The regional inequality we have seen since then has been specific to cities.  But, on the scale of the metropolitan area, the added gross income for the highest income cities frequently goes to housing expenses.  I think much of the topic of the regime shift in income inequality before and after the 1970's relates to these factors.  Free economies naturally tend to produce convergence, and this was the case regionally until that convergence had generally played out.  Possibly, some divergence on the individual or household scale also tends to grow with economic expansion, and this was mitigated by those regional convergences until the 1970's.  A new phenomenon that seems to selectively infect cities across the Anglosphere is sharp limits on housing in high income cities.  So a regional phenomenon that reduced aggregate income inequality is largely played out, but a new localized phenomenon has caused aggregate income inequality to rise.

Convergence comes from free flow of capital and labor.  Everyone understands this, at least implicitly - this realization is a basis for nativism and protectionism.  When deregulation (unfettered immigration and trade) pulls the top 1% (the average American) down toward the mean, everyone understands how deregulated markets create income convergence.  (edit: This reflects the protectionist argument.  In most cases, I would argue that most or all of the convergence that comes from the flow of capital and labor is due to the mean rising.)
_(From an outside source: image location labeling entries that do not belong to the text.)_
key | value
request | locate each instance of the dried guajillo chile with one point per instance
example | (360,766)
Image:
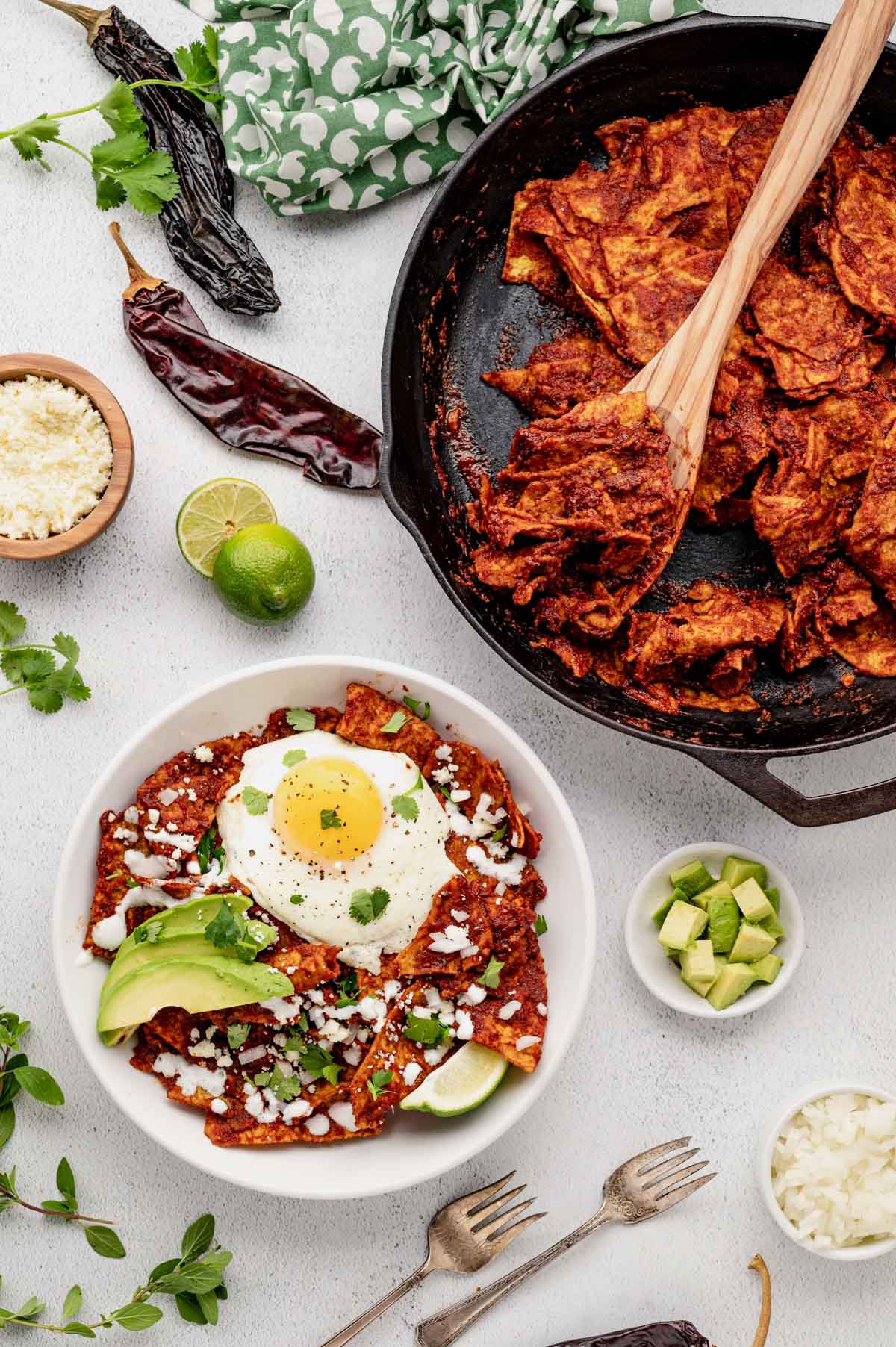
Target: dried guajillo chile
(244,402)
(679,1334)
(199,224)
If we want to reduce measured inequality, we need to let labor flow to where it is valuable.  Here is a long term chart of population growth in selected urban counties.  There may have been a time when households were leaving for the suburbs.  But, nobody can argue today that these counties are not growing because nobody cares to move there.  In a way, this graph is a graph of American progress, or the lack of it.  An irony that makes this topic difficult to understand is that the cities that are impeding equitable progress are the cities with the highest gross incomes.

Maybe Bryan Caplan should be applying his open borders project to America's cosmopolitan cities.

4 comments:

  1. http://touch.latimes.com/#section/-1/article/p2p-85076525/

    It just gets worse and worse. See above. A "moratorium on mega-projects" in Los Angeles. What they need is giganto-mega projects, especially for housing.
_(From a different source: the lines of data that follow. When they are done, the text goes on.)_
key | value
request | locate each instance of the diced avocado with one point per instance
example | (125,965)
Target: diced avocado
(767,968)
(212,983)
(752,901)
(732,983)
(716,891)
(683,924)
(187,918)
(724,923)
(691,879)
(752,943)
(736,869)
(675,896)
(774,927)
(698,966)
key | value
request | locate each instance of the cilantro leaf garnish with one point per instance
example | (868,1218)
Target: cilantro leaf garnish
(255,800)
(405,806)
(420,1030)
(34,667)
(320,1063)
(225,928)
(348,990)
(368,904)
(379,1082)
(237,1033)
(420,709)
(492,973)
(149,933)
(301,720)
    So sad...the only intelligent commentary is made by the developers.

    Yet...the people in single-family detached housing districts are no better. Since no projects at all are even proposed for their cities or neighborhoods, they can sit pretty and tsk-tsk. No one even proposes a mega-project in Newport Beach or Santa Barbara as it would be a waste of time.

    Believe me, we could build 60-story condo projects along the water in OC for years and make tons of money. We are not allowed.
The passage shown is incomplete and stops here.